Lucidity co-founders Vatsal Rastogi and Nitin Bhadauria

Lucidity

The biggest problem, Lucidity believes, is that many organisations are paying for far too much cloud storage because they fear the possibility of an outage if their data spikes suddenly or unexpectedly. Over-provisioning of this type averages 70%, Lucidity argues, and even then, outages are still occurring. And with an acute shortage of cloud specialists worldwide in the technology sector, most organisations cannot confront these issues for themselves.

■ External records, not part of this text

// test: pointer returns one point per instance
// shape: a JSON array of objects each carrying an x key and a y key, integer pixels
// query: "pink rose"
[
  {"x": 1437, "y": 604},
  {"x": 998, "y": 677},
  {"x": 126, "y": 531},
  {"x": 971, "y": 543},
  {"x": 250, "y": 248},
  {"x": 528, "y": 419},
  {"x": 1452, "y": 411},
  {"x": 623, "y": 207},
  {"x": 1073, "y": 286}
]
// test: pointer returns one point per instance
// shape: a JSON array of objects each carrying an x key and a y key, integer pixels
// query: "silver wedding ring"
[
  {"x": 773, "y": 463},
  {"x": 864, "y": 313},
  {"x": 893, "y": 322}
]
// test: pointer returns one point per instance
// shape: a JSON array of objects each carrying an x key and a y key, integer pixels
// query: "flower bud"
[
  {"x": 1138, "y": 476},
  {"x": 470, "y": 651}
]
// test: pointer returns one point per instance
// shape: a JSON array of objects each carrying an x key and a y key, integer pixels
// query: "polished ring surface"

That’s where Lucidity believes its product can help. It’s a software solution that sits on top of the customers’ cloud arrangements, managing storage so that it automatically scales in size as demands on it require – and does so in real time. At a stroke, customers can dump their over-provisioning, Lucidity argues, while ensuring there will be no outages at all.

“Manual cloud management is leading to the wastage of 70% of storage costs,” Rastogi says of the savings he believes Lucidity can deliver. The company is also proud of its low-maintenance model – it says installations take around 15 minutes, with an additional hour of configurations, after which the software runs automatically with no need for further intervention. Lucidity describes its approach as “NoOps”.

Launched in 2021, Lucidity took around nine months to build its solution, and has been working with a small number of enterprises since earlier this year, with nine customers now at different stakes of product deployment. The solution is sector and geography agnostic, though Lucidity is focused particularly on the North American market and appears to be attracting most interest from businesses in financial services, retail, technology, media and entertainment.

The next stage for the business is further product development and building awareness and understanding among potential customers. “Nine in 10 businesses don’t realise how much money they’re wasting,” Bhadauria says.

Today’s fund-raising will help in this regard, providing Lucidity with funding to invest in expanding its engineering and development capacity through recruitment, as well as in its go-to-market strategies.

The company’s seed round is led by AlphaWave Investments, with participation from Beenext, Blume Ventures, BoldCapital, NuVentures and Sparrow Capital. It follows a $500,000 pre-seed round led by Beenext in 2021.

”Lucidity makes cloud storage management more streamlined and reliable, and also increases cloud storage performance while saving a significant amount of money,” says AlphaWave’s Andrew Martinez. “This isn’t just a theoretical concept, but something on full display as proof of concepts with customers now onboarding on the Lucidity platform.”